The very first question every iGEM team needs to answer is what their project should be about. Our goal was not only to participate successfully in the iGEM competition but to give something back to both the synthetic biology community and our local community. Organophosphate (OP) pollution is a major issue not only in India but also all over the globe. This inspired us to focus on the degradation of organophosphates by implementation of synthetic biology.

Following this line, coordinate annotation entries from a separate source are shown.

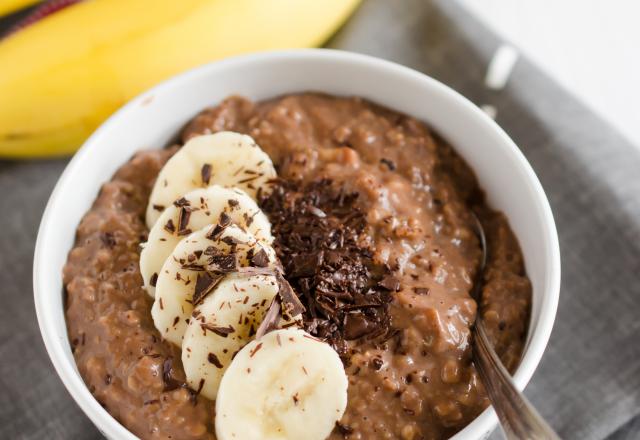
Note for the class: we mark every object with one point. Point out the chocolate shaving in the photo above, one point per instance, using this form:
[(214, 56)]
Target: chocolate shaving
[(320, 235), (223, 263), (390, 282), (183, 220), (205, 283), (170, 227), (170, 382), (205, 173), (181, 203), (259, 259), (213, 359)]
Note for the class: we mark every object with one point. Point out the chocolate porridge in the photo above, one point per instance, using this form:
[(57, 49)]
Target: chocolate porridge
[(372, 218)]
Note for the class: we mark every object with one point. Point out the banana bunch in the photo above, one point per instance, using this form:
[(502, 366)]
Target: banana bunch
[(62, 76)]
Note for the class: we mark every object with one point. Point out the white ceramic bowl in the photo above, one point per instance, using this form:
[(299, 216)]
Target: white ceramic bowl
[(152, 119)]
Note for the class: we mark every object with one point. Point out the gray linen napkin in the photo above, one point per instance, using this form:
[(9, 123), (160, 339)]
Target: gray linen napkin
[(588, 384)]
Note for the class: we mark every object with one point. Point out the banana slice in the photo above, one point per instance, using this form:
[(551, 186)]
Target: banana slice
[(285, 385), (194, 211), (226, 158), (226, 320), (197, 263)]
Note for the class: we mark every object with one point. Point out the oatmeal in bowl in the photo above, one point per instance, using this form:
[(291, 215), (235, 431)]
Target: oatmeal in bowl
[(294, 266)]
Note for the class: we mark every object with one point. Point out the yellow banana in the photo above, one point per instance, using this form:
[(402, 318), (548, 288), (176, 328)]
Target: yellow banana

Our approach does not suggest that OP pollution should continue, but it offers an environmentally friendly way to fight the existing OP-polluted water.

Proteins:
Our Workhorses

The proteins with which we intend to functionalize the bacterial cellulose (BC) filter should meet three functional aspects:

1. It must attach to the BC substratum strongly enough that it does not get washed away with the flow of water

2. It must catalytically degrade harmful organophosphate molecules into relatively harmless chemicals which can be easily separated from the water sample (say, with help of some physical process).

3. It must be modular so that other teams in future can design some other bioremediation process (for example, addressing organochlorine pollution) simply by doing a minor change to our filtering platform.

These criteria were enough to convince us on designing fusion proteins in order to achieve our goal. Our endeavours yielded blueprints of two fusion proteins, namely C1 and C2.

1. The fusion protein that C1 codes for is essentially the docking module.

   

   The N-terminal has a well-characterized pelB leader sequence (19 amino acid long) which helps the protein to get exported to the periplasmic space of Gram-negative bacteria (often used in genetic engineering) via Sec translocation pathway. After aiding in secretion, the signal is removed by a signal peptidase present in the periplasm.

   The signal peptide is followed by 10x-Histidine (10x-His) tag which can later be used to extract (as well as purify) the protein using lighter transition metal-based affinity columns. The 10x-His tag was chosen instead of the traditional 6x-His tag as the former conveys increased binding affinity for Ni resin and higher extent of purification compared to the latter

   The 10x-His tag is followed by SpyCatcher002. SpyCatcher002 is separated from 10x-His tag by the GS Linker 1 so that these two do not interfere with each other's function. SpyCatcher002 is followed by dCBD. These two are separated by GS Linker 2 (reason same as previous instance). dCBD or double cellulose binding domain is a fusion of 2 different CBDs of cellobiohydrolases found in Trichoderma reesei. It was chosen as its binding to microcrystalline cellulose is synergistic. Thus, its binding efficiency to cellulose is much higher than single (typical) CBDs. Also, binding is relatively unaltered by changes in time and temperature. The two CBDs are denoted as CBHII CBD and CBHI CBD. dCBD comes with linker between CBHI CBD and CBHII CBD, so we did not have to add any extra linker sequence with it.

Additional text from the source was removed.